Macaque stilled at that; he didn't quite remember what he'd said the previous day. He asked hesitantly, "What... What did I say?"

Wukong rubbed his husband's neck with his thumb, "You said you'd live for me."

The silence in the huge penthouse was deafening. It was almost too still. Neither of them said anything for a while.

Then macaque relaxed without any inhibitions, "I wasn't lying."

Wukong felt his breath catch again. Damnit, shitty bastard. Who allowed him to say such things, eh?!

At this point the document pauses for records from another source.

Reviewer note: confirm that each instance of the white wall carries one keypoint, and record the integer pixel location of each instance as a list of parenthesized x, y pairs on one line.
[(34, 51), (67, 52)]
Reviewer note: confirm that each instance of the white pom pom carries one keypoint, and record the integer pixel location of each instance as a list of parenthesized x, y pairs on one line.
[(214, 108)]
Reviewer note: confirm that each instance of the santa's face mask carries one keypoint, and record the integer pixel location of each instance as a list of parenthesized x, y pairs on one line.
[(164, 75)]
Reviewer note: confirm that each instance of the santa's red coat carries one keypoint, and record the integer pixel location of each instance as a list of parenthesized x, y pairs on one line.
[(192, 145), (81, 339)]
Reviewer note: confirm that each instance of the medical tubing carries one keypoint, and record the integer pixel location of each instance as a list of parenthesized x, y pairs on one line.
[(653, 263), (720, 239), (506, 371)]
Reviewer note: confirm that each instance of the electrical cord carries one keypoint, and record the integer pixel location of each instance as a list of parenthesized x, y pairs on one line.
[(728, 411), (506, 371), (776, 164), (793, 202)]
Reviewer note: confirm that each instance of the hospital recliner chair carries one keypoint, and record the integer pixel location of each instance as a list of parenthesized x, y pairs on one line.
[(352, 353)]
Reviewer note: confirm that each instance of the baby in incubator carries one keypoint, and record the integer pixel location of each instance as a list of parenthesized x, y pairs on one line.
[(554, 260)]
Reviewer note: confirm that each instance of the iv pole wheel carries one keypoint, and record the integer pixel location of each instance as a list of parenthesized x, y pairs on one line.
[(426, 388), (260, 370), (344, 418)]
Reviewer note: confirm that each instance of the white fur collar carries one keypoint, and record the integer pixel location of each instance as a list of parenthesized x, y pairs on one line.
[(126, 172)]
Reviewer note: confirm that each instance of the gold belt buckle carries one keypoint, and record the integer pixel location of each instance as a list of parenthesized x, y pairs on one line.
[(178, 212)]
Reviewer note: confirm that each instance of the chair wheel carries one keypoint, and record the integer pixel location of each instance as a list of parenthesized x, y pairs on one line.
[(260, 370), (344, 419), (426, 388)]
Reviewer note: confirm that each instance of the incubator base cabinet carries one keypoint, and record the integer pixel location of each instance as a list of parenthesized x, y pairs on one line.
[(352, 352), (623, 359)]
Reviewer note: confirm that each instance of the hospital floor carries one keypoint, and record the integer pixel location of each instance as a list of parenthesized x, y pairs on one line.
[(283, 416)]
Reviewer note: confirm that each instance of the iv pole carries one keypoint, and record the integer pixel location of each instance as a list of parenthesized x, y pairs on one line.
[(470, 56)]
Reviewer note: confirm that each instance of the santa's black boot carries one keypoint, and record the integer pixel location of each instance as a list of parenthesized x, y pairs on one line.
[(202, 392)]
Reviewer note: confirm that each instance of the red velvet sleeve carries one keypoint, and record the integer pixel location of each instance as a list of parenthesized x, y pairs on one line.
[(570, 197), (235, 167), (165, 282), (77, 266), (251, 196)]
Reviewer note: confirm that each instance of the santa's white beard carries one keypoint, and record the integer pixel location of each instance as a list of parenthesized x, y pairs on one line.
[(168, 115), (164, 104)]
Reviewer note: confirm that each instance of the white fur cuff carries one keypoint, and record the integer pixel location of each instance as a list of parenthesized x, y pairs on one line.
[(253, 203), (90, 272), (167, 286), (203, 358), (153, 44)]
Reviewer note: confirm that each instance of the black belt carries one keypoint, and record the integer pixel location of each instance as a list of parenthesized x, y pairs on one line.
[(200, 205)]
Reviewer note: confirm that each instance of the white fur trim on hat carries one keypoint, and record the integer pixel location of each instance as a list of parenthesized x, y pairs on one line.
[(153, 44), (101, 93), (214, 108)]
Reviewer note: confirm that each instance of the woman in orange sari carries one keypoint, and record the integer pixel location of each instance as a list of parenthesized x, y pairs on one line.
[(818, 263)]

The smaller man took off his hat and plopped his hat onto the taller's head, "Good to know, partner. Good to know."

(Ey, cowboy thing rule shit)

Macaque just hummed, going back to tracing patterns on wukong's skin. The silence this was comfortable; it was the kind of silence they were used to.

It was pleasant, a form of peace they'd achieved very recently, despite their marriage of five years at the age of twenty two.

Macaque broke the silence a few minutes later, "Ne peach, did I say something else?"

Wukong considered the question for a while, before a smirk slowly spread on his face, "Well, you did sing "Break up with you husband", by Ariana Grande. You know, when you were asking me to divorce my husband and marry you instead."

Macaque sat up immediately, his jaw dropped, "What the fuck? I did not!"

Wukong burst out laughing, "You totally did! I bet you can hack the hospital's CCTV to find footage. Your co-workers heard you too!"

Macaque, always the type to get embarrassed by the silliest things, whined, "wukong! Kill me! I cannot possibly go back to work now that I've parodied Ariana Grande's song in front of my beloved mentee! What will he think of me?"

Wukong laughed again, "I'm sure redson knows you are a huge idiot, you big baby."

Macaque just huffed, muttering about how his precious protégé would never betray him like that.

The ginger added a heartbeat later, in soft words, "Besides, you said you'd live for me anyways. You can't take it back."

Macaque gave his husband a smile, one rivalling a masterpiece worth ten billion, "I don't plan to take it back, partner. You know I don't lie in negotiations like this."

Wukong whispered before sealing Macaque's- no, their- promise to each other with a soft kiss, "Good."